Models produce averages, which are then conceived to be the answer for each actor, which is irrational. The model itself doesn't actually claim that all actors will enjoy the average results, and yet the results are rendered, communicated and applied as averages.

Even if a model were able to incorporate all known variables, apart from an active system on the ground which can actually control a variable that the model incorporates, moving the variable would be a fruitless exercise, other than for curiosity sake.

Models are owned by men, who pursue their own "happiness". They will have an agenda. If the model has any use for wielding influence, it will be applied through a system. The goal will be to use a system to enrich the players in the process, which then reduces the model to a tool of manipulation and theft.

Therefore, we find that modeling in economics, as a method of managing an economy, is futile. However, modeling the effects of a controlled variable at play in the system, is quite attainable. The Austrian theory of the business cycle is described in part by this sort of modeling.

The Austrian theory clearly describes the mathematical effects of currency manipulation. These effects lead to a boom bust cycle, which we have observed repeatedly. The ability to control the variables of money quantity and the distribution of new money, enables economists to "model" the effects. In the economists' arrogance or disdain for the producers, they see themselves as managers of a system, when in fact they are simply pillagers who have successfully created a pillaging system with the aid of central banking and coercive government intervention.

Therefore, the presuppositions in the Austrian School provide a foundation for communicating that models cannot be created to successfully manage an economy. A model that is used to describe productivity in a genuinely free market without government intervention, would be useless. The outcomes would reduce to things like the industriousness and ingenuity of the actors.

A "brilliant" model is only attainable and useful when there is the ability to control the system by way of unavoidable force applied to the producers.
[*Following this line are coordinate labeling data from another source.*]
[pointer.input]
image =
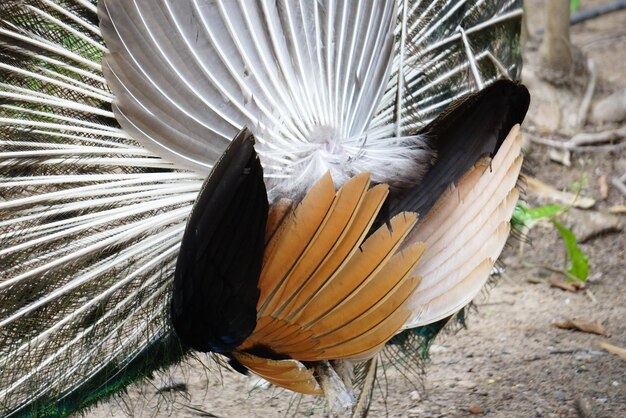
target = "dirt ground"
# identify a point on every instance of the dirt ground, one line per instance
(511, 361)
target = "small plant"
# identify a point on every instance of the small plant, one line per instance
(577, 261)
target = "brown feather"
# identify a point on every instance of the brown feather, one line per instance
(289, 374)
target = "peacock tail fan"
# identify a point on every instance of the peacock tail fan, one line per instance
(100, 168)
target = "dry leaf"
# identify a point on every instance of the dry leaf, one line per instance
(613, 349)
(590, 326)
(542, 190)
(618, 209)
(604, 187)
(564, 285)
(476, 409)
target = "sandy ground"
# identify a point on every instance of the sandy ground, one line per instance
(511, 361)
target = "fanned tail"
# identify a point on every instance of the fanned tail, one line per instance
(90, 222)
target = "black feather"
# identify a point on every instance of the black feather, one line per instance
(467, 130)
(217, 271)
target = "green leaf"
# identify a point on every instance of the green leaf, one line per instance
(528, 217)
(579, 263)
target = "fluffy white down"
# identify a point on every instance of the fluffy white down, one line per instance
(400, 162)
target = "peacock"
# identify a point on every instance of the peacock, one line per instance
(295, 186)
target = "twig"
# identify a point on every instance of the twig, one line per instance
(589, 138)
(619, 185)
(583, 111)
(571, 147)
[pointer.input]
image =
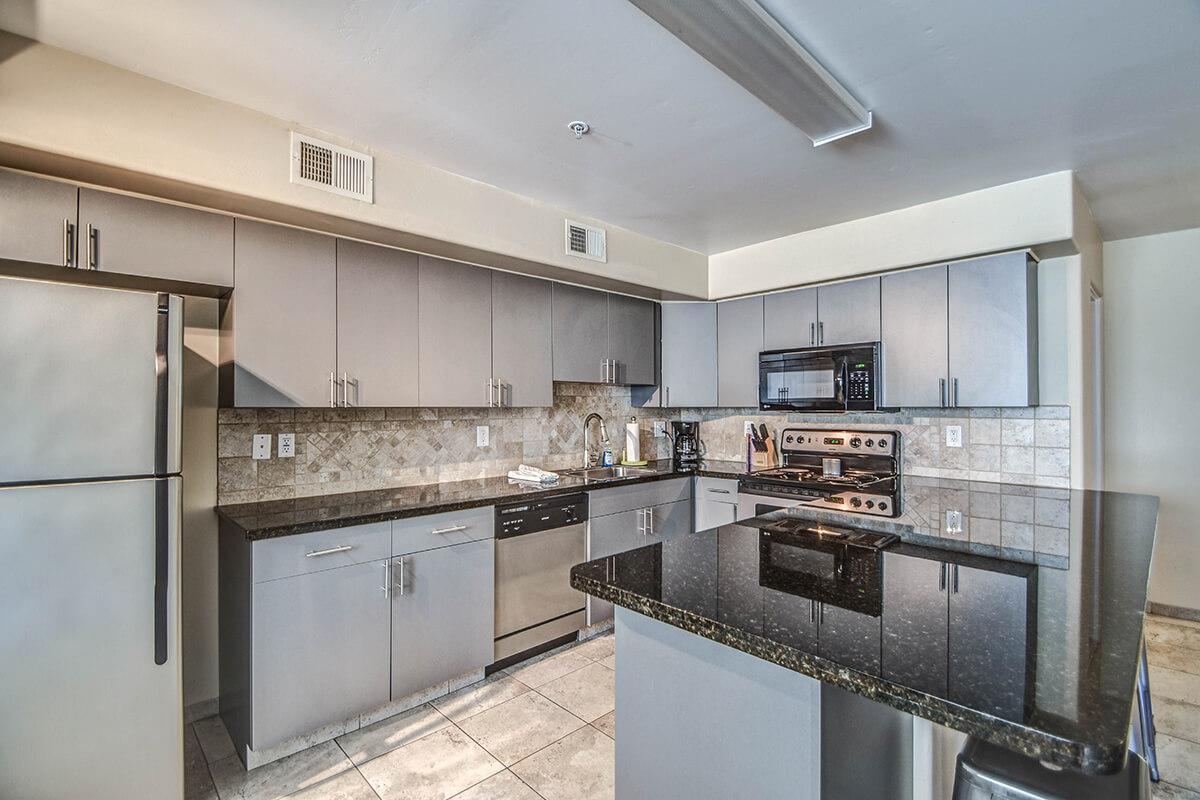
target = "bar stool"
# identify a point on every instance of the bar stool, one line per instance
(987, 771)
When that case is exists, we find that the power to act in this way is always used oppressively.

Our monetary system is Keynesian and Keynes wrote about the destructive effect of inflation at least as early as 1919.
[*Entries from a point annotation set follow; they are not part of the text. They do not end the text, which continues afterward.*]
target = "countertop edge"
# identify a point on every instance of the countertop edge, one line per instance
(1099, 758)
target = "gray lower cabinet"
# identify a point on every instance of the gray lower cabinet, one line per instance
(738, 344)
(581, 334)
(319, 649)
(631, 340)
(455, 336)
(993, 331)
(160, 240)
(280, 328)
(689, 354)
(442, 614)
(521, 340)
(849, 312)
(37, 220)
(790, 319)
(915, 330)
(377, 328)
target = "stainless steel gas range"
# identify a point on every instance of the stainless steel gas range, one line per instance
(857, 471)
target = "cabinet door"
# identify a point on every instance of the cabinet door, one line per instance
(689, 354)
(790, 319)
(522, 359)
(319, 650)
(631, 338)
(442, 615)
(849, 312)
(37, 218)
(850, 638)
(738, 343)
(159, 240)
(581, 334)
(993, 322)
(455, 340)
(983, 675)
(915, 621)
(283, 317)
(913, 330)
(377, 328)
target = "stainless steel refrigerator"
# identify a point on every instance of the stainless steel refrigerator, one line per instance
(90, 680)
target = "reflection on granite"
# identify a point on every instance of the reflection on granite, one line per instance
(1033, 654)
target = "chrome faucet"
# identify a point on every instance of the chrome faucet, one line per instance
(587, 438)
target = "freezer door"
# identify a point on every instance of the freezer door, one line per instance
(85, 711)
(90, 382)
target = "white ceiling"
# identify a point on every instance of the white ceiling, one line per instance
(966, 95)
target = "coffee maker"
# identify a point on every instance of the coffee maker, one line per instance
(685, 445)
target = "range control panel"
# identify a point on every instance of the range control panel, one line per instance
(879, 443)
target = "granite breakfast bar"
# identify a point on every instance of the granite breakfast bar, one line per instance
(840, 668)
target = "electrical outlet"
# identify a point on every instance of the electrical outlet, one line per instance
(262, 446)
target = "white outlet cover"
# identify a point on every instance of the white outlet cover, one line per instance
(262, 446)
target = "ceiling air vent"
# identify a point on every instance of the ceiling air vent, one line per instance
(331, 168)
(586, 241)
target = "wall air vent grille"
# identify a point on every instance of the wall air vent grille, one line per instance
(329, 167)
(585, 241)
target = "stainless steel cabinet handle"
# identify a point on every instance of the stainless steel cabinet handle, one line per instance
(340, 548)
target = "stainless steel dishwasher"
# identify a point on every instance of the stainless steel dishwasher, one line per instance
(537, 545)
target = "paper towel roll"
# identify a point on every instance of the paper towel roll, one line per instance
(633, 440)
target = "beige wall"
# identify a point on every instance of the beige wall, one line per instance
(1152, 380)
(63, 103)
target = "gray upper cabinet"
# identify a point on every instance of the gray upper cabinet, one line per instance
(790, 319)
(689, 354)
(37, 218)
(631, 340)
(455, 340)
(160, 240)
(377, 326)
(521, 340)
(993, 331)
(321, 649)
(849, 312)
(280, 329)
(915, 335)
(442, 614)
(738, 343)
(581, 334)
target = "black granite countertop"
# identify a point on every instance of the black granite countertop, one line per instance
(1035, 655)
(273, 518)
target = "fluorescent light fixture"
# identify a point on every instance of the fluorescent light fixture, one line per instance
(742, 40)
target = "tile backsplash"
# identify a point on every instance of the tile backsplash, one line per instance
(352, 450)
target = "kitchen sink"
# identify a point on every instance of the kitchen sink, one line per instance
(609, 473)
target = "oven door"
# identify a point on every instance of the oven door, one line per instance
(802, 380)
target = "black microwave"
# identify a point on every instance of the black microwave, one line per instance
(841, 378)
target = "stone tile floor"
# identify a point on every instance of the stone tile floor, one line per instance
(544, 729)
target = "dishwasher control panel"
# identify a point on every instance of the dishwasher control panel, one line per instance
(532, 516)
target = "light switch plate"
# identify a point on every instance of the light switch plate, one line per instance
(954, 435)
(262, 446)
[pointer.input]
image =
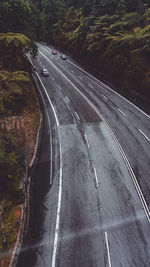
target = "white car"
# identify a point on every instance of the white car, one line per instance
(45, 72)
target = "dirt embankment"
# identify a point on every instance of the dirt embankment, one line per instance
(24, 127)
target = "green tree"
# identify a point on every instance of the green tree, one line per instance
(14, 16)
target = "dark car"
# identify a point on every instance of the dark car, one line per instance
(63, 56)
(44, 72)
(54, 52)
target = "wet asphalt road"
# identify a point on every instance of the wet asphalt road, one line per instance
(85, 208)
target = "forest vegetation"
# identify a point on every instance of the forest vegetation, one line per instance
(18, 115)
(113, 35)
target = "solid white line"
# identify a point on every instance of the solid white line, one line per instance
(101, 83)
(49, 99)
(143, 202)
(77, 116)
(67, 99)
(121, 112)
(97, 184)
(58, 214)
(144, 134)
(104, 97)
(87, 141)
(90, 85)
(108, 250)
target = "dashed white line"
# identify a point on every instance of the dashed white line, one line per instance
(58, 214)
(104, 97)
(77, 116)
(144, 134)
(48, 99)
(121, 112)
(101, 83)
(96, 179)
(90, 85)
(108, 250)
(51, 149)
(87, 141)
(143, 201)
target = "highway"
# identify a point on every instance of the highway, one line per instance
(91, 196)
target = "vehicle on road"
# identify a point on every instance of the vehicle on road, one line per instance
(54, 52)
(44, 72)
(63, 56)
"Lenin is said to have declared that the best way to destroy the capitalist system was to debauch the currency. By a continuing process of inflation, governments can confiscate, secretly and unobserved, an important part of the wealth of their citizens. By this method they not only confiscate, but they confiscate arbitrarily; and, while the process impoverishes many, it actually enriches some… Lenin was certainly right. There is no subtler, no surer means of overturning the existing basis of society than to debauch the currency. The process engages all the hidden forces of economic law on the side of destruction, and does it in a manner which not one man in a million is able to diagnose."
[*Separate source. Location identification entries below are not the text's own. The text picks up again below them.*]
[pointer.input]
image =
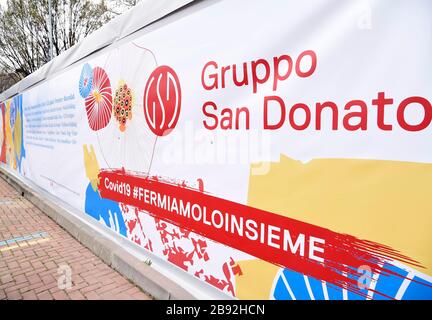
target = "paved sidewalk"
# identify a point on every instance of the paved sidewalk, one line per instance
(37, 256)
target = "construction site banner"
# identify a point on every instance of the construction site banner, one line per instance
(273, 150)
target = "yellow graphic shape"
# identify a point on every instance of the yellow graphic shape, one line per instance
(389, 202)
(92, 166)
(10, 152)
(17, 138)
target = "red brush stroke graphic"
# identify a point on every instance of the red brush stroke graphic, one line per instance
(342, 255)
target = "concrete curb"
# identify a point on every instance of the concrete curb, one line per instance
(147, 278)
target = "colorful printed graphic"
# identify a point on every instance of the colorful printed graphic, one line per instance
(99, 103)
(103, 210)
(11, 137)
(123, 103)
(2, 133)
(162, 100)
(86, 81)
(315, 155)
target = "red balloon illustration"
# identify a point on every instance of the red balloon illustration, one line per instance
(99, 102)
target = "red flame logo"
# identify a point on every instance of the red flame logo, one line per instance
(162, 100)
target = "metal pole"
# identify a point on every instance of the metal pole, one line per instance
(50, 35)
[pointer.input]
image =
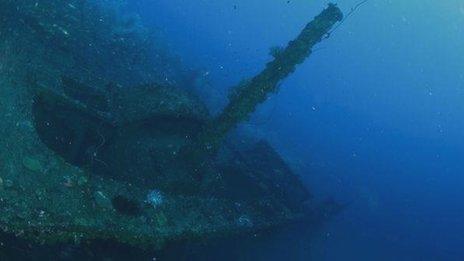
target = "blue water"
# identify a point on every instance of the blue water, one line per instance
(374, 118)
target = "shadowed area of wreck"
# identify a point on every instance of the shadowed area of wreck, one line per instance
(91, 152)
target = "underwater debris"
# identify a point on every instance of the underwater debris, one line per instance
(265, 83)
(131, 130)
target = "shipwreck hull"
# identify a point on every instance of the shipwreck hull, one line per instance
(50, 193)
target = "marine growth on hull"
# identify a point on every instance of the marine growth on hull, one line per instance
(102, 139)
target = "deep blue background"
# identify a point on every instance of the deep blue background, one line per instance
(375, 116)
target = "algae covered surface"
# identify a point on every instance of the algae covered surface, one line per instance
(94, 125)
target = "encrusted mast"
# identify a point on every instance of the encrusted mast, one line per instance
(255, 92)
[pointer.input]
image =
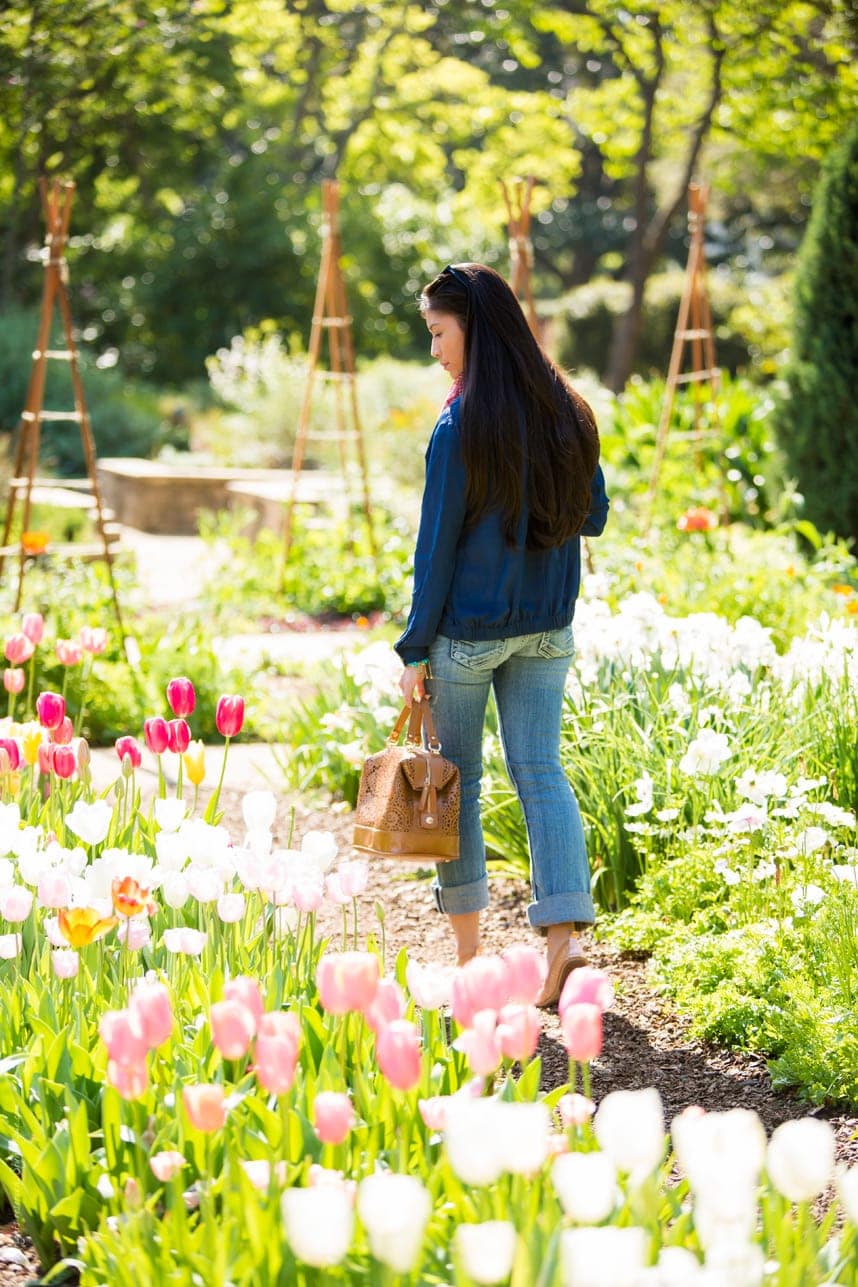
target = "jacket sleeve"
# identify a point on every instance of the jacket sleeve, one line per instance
(441, 521)
(597, 518)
The Economic Consequences of the Peace, John Maynard Keynes, 1919

The point is missed when the Austrian effort to articulate presuppositions is attacked on the grounds that they are presuppositions.

Evidently the claim being made here, by implication, is the presupposition that the actual economy can be modeled. But that has never happened. Listen to Greenspan explain how the "housing boom" was neither predicted by the models nor anticipated by him or his staff. Either the model was useless, even with the control of currency and positive law, or the system was used to pillage, or both.

The role of an economist should be to observe and describe the economy, not attempt manage it. The Austrians understand this role and acknowledge that certain things cannot be known at all, and that other things cannot be known or controlled, unless accompanied by violation of the rights of the individual.

Mises and other Austrian economists sought a way to put into words why, in actual reality, a successful controlling model has never been created and cannot be created. Quibbling over presuppositions, which happen to be supported by experience and evidence, as a basis for discrediting the Austrian Theory is weak thinking indeed.